M.Kruppe
Er war wahrscheinlich ein ganz normaler Typ bevor ich ihn kennen lernte.
Und ich hätte ihn vielleicht nie kennen gelernt,
wenn er ein ganz normaler Typ geblieben wäre.
Kleinstädter in der Umbruchzeit.
Einer von vielen,
die im Taumel eines kollabierenden Systems unter die Räder kam
und auf dem Asphalt des Neuen erstickte.
Mitte Zwanzig war er.
Ohne richtige Orientierung.
In seinem Jeans-Dress und dem Vokuhila,
den der zeitgeistlich unmodische Schnauzbart nur krönte,
hätte ich ihn nie zu den Freaks gezählt.
Eher hätte ich ihn in die Ecke Arbeiter gestellt.
Einer, dem nichts anderes übrig blieb,
als im größten Betrieb der Stadt,
einem Kugellagerwerk,
zu arbeiten.
Einer, der nach Feierabend seine zehn, zwölf Bier trinkt
und mit ein paar Klaren nachspült.
Ich hatte ihn auch nie zuvor in der Stadt gesehen.
Ich lernte ihn in einer Kneipe kennen.
Es war irgendwann Mitte der Neunziger.
Wir saßen an der Bar, tranken uns in einen langweiligen Abend,
wie wir das jeden Tag machten.
Kleinstadtabende waren noch nie aufregend.
Es war still.
Keiner sagte etwas.
Nur das Radio spuckte Runaway Train von Soul Asylum in den sonst leeren Raum.
Plötzlich flog die Tür mit einem mächtigen Hieb auf
und dieser Ostrock-Typ in Jeans stand im Rahmen.
Es war wie in einem dieser alten Westernfilme.
Er blickte kurz durch den Raum,
kam langsam herein
und steuerte den James Bond-Pappaufsteller an,
der da schon seit Monaten stand
und blieb vor ihm stehen.
Die langen dürren Arme in der Beuge geknickt,
die hageren Finger spielten an den Abzügen der beiden Revolver,
die links und rechts an seiner Hüfte in ihren Halftern steckten.
Zumindest für ihn.
In Wahrheit trug er nicht einmal einen Gürtel.

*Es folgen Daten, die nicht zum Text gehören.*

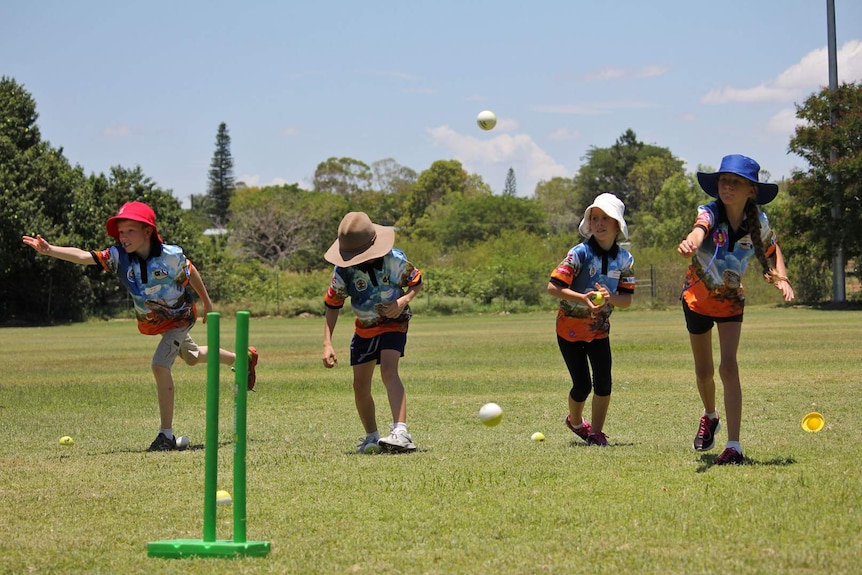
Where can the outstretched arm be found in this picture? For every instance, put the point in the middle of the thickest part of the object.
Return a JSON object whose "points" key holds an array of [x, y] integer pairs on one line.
{"points": [[780, 280], [69, 254], [329, 357], [692, 241]]}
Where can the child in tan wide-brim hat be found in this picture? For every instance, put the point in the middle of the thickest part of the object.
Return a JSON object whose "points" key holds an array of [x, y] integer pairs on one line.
{"points": [[380, 282]]}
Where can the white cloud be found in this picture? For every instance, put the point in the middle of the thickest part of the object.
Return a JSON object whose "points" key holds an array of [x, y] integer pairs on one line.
{"points": [[808, 75], [492, 158]]}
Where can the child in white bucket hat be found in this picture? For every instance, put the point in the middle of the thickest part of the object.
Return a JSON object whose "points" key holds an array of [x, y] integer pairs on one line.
{"points": [[595, 277], [380, 283], [726, 234]]}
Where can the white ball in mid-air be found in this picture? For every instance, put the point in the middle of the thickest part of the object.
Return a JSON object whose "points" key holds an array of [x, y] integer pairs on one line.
{"points": [[486, 119], [490, 414], [223, 497]]}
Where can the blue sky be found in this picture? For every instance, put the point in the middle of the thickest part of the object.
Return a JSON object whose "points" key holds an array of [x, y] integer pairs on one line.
{"points": [[147, 83]]}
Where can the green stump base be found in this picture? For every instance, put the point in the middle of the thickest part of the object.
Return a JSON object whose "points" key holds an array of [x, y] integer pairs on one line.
{"points": [[179, 548]]}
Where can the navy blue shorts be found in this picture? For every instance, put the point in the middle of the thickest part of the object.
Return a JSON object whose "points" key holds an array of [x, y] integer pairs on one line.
{"points": [[697, 323], [363, 349]]}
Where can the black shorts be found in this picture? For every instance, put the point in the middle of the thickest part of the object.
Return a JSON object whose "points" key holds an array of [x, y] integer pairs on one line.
{"points": [[698, 323], [363, 349]]}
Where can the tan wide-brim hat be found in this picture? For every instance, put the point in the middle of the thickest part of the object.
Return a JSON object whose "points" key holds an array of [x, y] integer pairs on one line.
{"points": [[359, 240]]}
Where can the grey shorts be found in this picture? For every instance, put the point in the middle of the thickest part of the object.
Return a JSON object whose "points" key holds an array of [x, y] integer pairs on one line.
{"points": [[176, 342]]}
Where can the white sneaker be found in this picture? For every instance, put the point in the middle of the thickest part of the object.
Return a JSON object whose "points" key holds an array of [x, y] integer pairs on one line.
{"points": [[397, 441], [368, 446]]}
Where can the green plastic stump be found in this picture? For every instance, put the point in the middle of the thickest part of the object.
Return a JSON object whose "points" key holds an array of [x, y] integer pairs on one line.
{"points": [[209, 546]]}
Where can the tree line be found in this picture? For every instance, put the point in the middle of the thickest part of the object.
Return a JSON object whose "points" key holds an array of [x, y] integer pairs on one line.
{"points": [[476, 246]]}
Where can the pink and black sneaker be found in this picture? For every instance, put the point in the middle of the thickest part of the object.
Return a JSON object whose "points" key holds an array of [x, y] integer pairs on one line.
{"points": [[583, 432]]}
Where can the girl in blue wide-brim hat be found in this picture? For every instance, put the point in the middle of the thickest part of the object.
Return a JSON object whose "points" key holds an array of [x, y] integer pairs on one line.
{"points": [[726, 234]]}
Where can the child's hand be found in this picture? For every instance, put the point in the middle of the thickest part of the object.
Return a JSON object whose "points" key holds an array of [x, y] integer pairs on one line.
{"points": [[329, 359], [687, 247], [208, 307], [786, 290], [390, 309]]}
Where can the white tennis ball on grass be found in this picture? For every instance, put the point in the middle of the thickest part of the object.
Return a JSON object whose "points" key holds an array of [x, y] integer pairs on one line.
{"points": [[491, 414]]}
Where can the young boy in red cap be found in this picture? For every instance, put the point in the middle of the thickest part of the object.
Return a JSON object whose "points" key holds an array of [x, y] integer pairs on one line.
{"points": [[156, 275]]}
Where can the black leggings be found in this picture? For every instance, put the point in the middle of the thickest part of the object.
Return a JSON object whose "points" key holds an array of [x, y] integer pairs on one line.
{"points": [[576, 354]]}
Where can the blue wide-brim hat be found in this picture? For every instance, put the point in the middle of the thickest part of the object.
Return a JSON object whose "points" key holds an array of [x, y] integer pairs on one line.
{"points": [[741, 166]]}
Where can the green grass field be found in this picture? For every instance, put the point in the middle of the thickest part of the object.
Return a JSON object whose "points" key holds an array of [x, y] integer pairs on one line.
{"points": [[471, 499]]}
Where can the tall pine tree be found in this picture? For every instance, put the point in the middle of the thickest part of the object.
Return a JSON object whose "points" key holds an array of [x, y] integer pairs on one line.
{"points": [[221, 182], [511, 186]]}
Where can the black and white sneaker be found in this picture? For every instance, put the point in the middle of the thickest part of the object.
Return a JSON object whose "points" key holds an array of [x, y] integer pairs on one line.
{"points": [[398, 441]]}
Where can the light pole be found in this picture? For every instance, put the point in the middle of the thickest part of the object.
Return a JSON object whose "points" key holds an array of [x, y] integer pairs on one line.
{"points": [[838, 293]]}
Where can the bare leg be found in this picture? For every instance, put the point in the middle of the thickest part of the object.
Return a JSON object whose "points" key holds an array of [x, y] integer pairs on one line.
{"points": [[728, 338], [362, 395], [225, 357], [704, 368], [394, 387], [165, 391]]}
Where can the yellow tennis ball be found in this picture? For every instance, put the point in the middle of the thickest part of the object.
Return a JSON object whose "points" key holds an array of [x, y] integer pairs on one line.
{"points": [[491, 414]]}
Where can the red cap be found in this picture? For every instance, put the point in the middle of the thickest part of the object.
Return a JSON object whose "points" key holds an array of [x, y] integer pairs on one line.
{"points": [[135, 211]]}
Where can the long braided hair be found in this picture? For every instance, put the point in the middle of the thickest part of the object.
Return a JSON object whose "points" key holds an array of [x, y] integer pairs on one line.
{"points": [[752, 214]]}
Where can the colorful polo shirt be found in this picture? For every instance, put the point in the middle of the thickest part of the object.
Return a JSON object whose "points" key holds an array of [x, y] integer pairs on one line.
{"points": [[713, 284], [585, 265], [371, 284], [157, 286]]}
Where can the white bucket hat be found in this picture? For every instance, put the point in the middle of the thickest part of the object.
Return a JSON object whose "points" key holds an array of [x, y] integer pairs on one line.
{"points": [[612, 206]]}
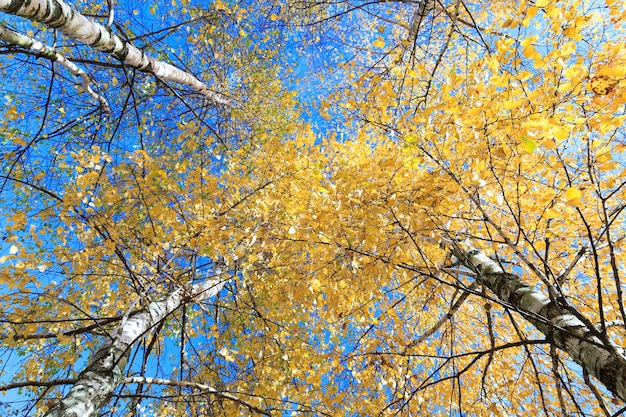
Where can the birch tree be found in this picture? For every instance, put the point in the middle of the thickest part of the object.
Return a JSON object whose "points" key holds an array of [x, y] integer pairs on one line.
{"points": [[59, 15], [441, 234]]}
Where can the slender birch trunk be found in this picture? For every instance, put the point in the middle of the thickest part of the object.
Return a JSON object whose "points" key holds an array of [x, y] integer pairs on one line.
{"points": [[605, 362], [59, 15], [24, 41], [105, 370]]}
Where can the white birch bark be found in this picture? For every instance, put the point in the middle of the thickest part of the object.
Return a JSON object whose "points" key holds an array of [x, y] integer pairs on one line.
{"points": [[606, 363], [105, 370], [24, 41], [59, 15]]}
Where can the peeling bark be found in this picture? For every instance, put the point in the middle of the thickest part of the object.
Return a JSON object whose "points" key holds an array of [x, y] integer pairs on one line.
{"points": [[105, 370], [606, 362], [59, 15]]}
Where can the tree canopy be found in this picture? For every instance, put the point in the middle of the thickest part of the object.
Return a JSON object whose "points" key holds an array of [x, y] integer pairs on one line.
{"points": [[352, 208]]}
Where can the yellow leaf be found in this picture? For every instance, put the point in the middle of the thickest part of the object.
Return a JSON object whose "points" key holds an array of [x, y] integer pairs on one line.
{"points": [[529, 144], [573, 196], [379, 43]]}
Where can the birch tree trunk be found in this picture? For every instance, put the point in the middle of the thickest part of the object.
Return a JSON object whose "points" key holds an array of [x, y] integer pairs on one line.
{"points": [[105, 370], [24, 41], [59, 15], [606, 362]]}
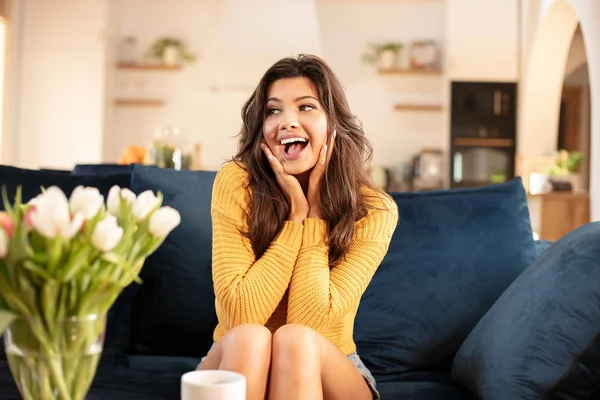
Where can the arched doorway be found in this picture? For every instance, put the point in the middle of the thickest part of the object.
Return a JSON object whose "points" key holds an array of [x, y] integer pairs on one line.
{"points": [[543, 75]]}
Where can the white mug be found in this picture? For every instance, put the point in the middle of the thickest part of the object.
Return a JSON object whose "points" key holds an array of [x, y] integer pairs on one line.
{"points": [[213, 385]]}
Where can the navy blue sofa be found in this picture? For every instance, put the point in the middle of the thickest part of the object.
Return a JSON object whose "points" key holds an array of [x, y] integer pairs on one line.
{"points": [[451, 259]]}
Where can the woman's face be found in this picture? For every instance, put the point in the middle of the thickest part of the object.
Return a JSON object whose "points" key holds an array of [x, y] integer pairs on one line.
{"points": [[295, 128]]}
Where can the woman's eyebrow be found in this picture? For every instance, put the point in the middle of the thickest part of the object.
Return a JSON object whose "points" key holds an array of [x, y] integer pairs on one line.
{"points": [[297, 99]]}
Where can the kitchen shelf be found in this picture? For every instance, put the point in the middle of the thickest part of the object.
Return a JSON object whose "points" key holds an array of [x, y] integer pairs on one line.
{"points": [[149, 67], [418, 107], [483, 142], [139, 102], [410, 71]]}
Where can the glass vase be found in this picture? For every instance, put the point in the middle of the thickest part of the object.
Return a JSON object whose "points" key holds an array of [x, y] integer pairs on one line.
{"points": [[54, 359]]}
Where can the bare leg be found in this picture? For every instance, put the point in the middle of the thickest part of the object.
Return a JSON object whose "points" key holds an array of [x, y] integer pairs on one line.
{"points": [[245, 349], [305, 365]]}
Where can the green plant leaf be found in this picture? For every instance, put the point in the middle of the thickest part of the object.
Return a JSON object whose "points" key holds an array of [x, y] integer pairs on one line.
{"points": [[6, 318]]}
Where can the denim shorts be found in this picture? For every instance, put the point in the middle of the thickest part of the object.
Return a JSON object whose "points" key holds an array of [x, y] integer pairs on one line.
{"points": [[364, 371]]}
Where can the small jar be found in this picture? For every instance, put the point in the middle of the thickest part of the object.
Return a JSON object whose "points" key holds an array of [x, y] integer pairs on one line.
{"points": [[169, 149]]}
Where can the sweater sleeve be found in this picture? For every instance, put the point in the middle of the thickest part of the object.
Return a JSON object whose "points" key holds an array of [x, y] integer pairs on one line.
{"points": [[319, 296], [247, 290]]}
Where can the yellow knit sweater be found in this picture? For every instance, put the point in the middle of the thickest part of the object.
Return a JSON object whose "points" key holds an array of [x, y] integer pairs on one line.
{"points": [[292, 282]]}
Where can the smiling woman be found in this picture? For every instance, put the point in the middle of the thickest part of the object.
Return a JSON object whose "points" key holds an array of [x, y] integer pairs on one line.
{"points": [[299, 229]]}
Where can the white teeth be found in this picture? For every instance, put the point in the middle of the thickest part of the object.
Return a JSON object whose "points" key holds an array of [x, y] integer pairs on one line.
{"points": [[293, 140]]}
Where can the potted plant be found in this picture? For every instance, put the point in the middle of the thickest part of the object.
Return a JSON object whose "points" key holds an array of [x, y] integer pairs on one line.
{"points": [[385, 54], [566, 169], [171, 51]]}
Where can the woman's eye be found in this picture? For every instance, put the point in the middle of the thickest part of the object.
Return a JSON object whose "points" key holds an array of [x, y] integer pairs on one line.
{"points": [[307, 107]]}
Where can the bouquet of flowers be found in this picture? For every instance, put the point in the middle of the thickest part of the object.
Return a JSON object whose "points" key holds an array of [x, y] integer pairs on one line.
{"points": [[63, 263]]}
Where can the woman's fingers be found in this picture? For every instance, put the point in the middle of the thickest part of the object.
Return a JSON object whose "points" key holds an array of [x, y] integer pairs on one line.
{"points": [[331, 145], [275, 164]]}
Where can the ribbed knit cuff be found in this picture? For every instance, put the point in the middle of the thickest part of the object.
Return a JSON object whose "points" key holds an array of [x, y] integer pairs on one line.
{"points": [[291, 234], [315, 231]]}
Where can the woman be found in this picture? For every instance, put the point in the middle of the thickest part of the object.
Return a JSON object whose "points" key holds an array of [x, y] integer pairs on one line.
{"points": [[298, 232]]}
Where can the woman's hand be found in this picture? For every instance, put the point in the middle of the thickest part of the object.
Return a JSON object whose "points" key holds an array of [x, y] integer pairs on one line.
{"points": [[290, 186], [316, 180]]}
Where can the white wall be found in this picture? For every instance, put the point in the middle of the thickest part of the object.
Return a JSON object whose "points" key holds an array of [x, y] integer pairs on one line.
{"points": [[483, 40], [235, 41], [206, 98], [59, 119], [347, 27]]}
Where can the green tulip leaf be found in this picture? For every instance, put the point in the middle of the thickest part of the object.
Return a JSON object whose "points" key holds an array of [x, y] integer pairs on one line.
{"points": [[6, 318]]}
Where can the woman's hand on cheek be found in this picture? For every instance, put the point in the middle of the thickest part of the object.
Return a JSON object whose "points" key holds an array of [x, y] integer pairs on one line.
{"points": [[290, 186], [316, 180]]}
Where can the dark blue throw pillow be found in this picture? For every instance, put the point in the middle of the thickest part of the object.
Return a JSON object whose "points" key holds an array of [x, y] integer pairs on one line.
{"points": [[174, 310], [541, 339], [453, 254]]}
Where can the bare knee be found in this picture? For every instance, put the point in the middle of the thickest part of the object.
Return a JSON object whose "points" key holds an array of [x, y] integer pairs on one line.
{"points": [[295, 341], [248, 337]]}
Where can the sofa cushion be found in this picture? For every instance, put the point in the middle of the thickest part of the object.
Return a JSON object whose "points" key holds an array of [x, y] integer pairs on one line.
{"points": [[419, 391], [31, 182], [452, 255], [174, 311], [163, 363], [541, 339], [101, 169]]}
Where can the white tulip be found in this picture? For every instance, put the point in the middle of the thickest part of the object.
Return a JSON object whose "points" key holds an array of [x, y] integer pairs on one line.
{"points": [[144, 203], [3, 243], [163, 221], [87, 201], [51, 217], [107, 234]]}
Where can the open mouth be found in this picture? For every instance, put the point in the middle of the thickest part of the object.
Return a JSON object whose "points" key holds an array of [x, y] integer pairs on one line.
{"points": [[293, 146]]}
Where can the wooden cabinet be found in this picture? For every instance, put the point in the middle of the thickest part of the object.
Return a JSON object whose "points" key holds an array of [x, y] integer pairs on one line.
{"points": [[560, 213]]}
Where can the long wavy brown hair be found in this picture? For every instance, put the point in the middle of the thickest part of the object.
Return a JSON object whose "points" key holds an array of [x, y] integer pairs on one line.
{"points": [[342, 201]]}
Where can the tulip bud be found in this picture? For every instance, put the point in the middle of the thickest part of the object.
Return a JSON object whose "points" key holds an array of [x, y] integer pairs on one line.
{"points": [[3, 243], [7, 223], [107, 234], [163, 221], [86, 200], [144, 203], [51, 216]]}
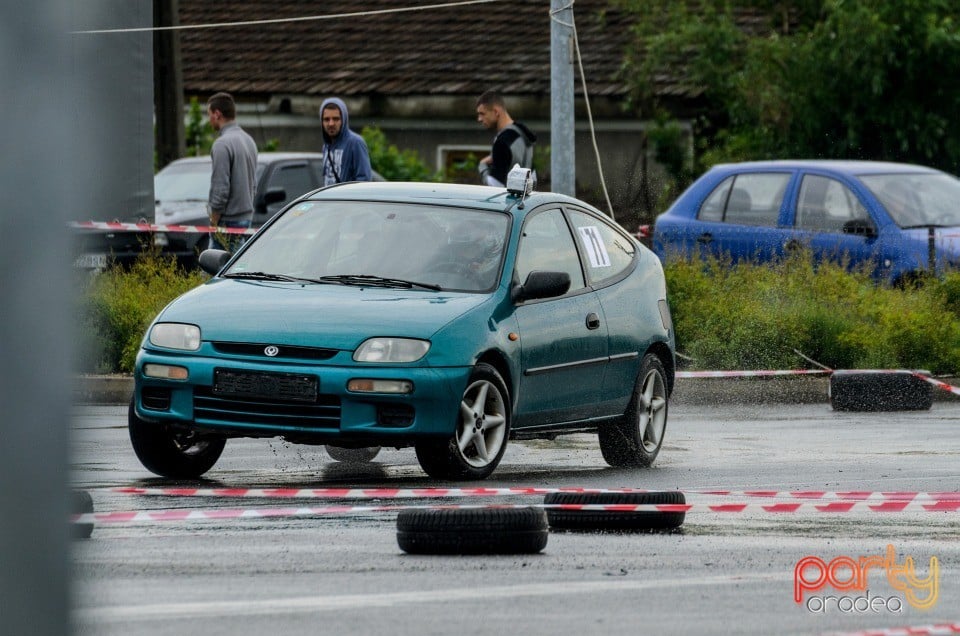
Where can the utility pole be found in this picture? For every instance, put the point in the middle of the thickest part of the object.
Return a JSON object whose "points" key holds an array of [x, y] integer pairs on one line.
{"points": [[167, 83], [562, 156]]}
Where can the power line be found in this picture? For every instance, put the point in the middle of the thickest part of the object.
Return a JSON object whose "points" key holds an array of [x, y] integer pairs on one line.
{"points": [[336, 16]]}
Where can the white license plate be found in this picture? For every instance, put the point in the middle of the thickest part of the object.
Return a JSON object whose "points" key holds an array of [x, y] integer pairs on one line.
{"points": [[91, 261]]}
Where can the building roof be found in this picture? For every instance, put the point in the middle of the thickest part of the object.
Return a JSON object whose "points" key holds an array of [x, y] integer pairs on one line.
{"points": [[451, 51]]}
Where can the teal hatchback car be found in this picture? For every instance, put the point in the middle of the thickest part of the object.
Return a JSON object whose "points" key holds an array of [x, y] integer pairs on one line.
{"points": [[450, 318]]}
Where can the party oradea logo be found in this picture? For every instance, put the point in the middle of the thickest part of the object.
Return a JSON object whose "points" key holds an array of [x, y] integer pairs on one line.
{"points": [[852, 578]]}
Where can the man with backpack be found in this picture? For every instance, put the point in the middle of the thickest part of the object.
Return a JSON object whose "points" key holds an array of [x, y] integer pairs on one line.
{"points": [[512, 145]]}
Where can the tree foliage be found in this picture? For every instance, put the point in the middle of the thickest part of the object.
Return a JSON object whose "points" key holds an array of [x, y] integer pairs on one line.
{"points": [[864, 79]]}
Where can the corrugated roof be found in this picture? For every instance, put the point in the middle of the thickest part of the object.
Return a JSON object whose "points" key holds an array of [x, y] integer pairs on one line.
{"points": [[442, 51]]}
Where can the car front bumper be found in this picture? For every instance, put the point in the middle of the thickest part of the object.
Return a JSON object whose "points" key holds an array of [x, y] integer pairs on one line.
{"points": [[266, 409]]}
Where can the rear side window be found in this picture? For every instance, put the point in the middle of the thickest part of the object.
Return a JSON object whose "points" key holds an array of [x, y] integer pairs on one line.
{"points": [[607, 252], [825, 204], [747, 199]]}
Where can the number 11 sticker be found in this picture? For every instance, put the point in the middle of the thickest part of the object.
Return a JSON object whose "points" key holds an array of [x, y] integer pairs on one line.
{"points": [[597, 251]]}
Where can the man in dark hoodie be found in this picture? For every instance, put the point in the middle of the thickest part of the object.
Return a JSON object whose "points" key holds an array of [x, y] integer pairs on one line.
{"points": [[345, 154], [512, 145]]}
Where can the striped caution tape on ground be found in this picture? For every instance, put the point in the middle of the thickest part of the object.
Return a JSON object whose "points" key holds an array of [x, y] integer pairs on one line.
{"points": [[150, 227], [157, 516], [434, 493], [763, 373]]}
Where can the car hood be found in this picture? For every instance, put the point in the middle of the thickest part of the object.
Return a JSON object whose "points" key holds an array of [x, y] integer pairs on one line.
{"points": [[330, 316], [180, 213]]}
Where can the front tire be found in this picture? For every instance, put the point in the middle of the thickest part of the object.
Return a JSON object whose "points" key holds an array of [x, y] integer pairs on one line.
{"points": [[171, 453], [483, 426], [635, 439]]}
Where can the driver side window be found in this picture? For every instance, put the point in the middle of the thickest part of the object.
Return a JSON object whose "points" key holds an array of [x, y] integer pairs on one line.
{"points": [[546, 245]]}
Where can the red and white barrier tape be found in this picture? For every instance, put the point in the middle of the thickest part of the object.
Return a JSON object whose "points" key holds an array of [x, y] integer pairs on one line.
{"points": [[942, 629], [150, 227], [749, 374], [151, 516], [770, 373], [436, 493]]}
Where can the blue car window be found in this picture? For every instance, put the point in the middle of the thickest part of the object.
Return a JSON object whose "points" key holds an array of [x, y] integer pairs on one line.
{"points": [[825, 205], [756, 198], [918, 199], [546, 245], [608, 252], [712, 208]]}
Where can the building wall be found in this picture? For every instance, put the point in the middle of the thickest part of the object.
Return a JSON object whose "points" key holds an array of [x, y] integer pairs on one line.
{"points": [[634, 181]]}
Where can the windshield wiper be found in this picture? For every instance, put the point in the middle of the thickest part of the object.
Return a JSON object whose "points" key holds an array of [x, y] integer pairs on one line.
{"points": [[920, 226], [376, 281], [261, 276]]}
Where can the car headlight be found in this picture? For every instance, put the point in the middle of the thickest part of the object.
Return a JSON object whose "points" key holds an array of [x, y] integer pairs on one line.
{"points": [[391, 350], [175, 335]]}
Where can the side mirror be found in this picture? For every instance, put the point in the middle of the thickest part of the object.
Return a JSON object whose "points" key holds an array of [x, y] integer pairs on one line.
{"points": [[212, 261], [860, 227], [541, 285], [274, 195]]}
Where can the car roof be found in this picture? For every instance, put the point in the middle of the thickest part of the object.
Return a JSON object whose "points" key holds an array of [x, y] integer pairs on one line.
{"points": [[455, 194], [842, 166]]}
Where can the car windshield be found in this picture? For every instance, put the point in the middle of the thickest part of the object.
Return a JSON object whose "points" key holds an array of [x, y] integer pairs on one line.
{"points": [[918, 200], [380, 244], [189, 181]]}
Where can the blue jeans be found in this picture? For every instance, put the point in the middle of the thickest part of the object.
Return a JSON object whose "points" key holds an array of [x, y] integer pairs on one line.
{"points": [[242, 220]]}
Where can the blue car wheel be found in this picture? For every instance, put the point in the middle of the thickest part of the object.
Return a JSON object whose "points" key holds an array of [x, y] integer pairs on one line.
{"points": [[483, 426]]}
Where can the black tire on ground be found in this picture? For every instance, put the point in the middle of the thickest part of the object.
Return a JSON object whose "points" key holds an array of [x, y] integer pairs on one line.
{"points": [[170, 453], [482, 430], [852, 390], [352, 455], [472, 531], [635, 438], [81, 503], [598, 520]]}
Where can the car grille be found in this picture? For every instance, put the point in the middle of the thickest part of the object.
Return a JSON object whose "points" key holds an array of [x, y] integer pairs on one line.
{"points": [[283, 351], [324, 412]]}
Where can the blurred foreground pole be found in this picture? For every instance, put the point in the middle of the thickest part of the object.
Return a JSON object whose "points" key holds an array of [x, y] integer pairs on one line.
{"points": [[563, 172], [38, 143], [77, 131]]}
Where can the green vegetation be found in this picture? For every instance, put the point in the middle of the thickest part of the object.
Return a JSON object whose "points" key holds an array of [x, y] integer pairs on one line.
{"points": [[116, 307], [726, 316], [392, 163], [748, 316], [802, 79]]}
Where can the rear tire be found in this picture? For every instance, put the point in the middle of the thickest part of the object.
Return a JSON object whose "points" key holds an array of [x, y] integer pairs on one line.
{"points": [[891, 391], [635, 439], [618, 520], [352, 455], [472, 531], [482, 429], [170, 453]]}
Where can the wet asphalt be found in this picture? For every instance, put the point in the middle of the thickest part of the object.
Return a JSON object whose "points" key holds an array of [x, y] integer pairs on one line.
{"points": [[720, 573]]}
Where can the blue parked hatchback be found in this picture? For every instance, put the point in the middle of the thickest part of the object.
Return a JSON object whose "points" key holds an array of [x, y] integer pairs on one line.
{"points": [[448, 318], [889, 217]]}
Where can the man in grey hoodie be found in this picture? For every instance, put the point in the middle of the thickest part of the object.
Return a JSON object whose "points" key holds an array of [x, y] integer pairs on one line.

Die ausgewaschenen Bluejeans hingen leblos
über zu dürren Beinen
und hätten ohne die weißen Hosenträger nicht an seinem Leib gehalten.
Er blinzelte,
ging leicht in die Knie und schrie 007 an:
„Zieh, wenn du Mumm hast, Gauner!“
Bond sagte nichts.
Er grinste den Kleinstadt-Cowboy nur an.
„Du sollst ziehen! Oder haste Schiss?“ schrie er.
James blieb still.
„Ich sage es jetzt zum dritten und letzten Mal… Zieh du Schwein!“
Der Pappaufsteller regte sich nicht.
Ruckartig riss der Typ seine Revolver aus den Halftern und schoss.
„BÄMM BÄMM!“
Mit diesen Worten trat der den Aufsteller um,
blies den Rauch aus den Läufen seiner Finger
und steckte die Knarren ein.
Dann wandte er sich an uns:
„Artig! Sonst Kinderbett!“
Er setzte sich zu uns,
kramte eine Tafel Schokolade aus der Innentasche seiner Jeansjacke
und begann, die Stücken gerecht an uns zu verteilen.
Zwischendrin sprach er immer wieder wild gestikulierend mit irgendwelchen Leuten,
die sich im Gebälk der Decke versteckt haben mussten.
Dabei verließ kein Geräusch seinen Mund.
Nur die Lippen bewegten sich.
Hin und wieder grinste er, dann wieder blickte er ernst, drohte in Richtung Himmel,
ruderte mit den Armen.
Und immer wieder galt uns die Aufforderung:
„Artig!“
während er uns die Schokoladenstücken zuschob.
Wir saßen da,
starrten ihn ungläubig an
und warteten auf die Auflösung.
Irgendeine Pointe musste dem doch folgen?!
Aber da gab es keine Pointe, keine Auflösung.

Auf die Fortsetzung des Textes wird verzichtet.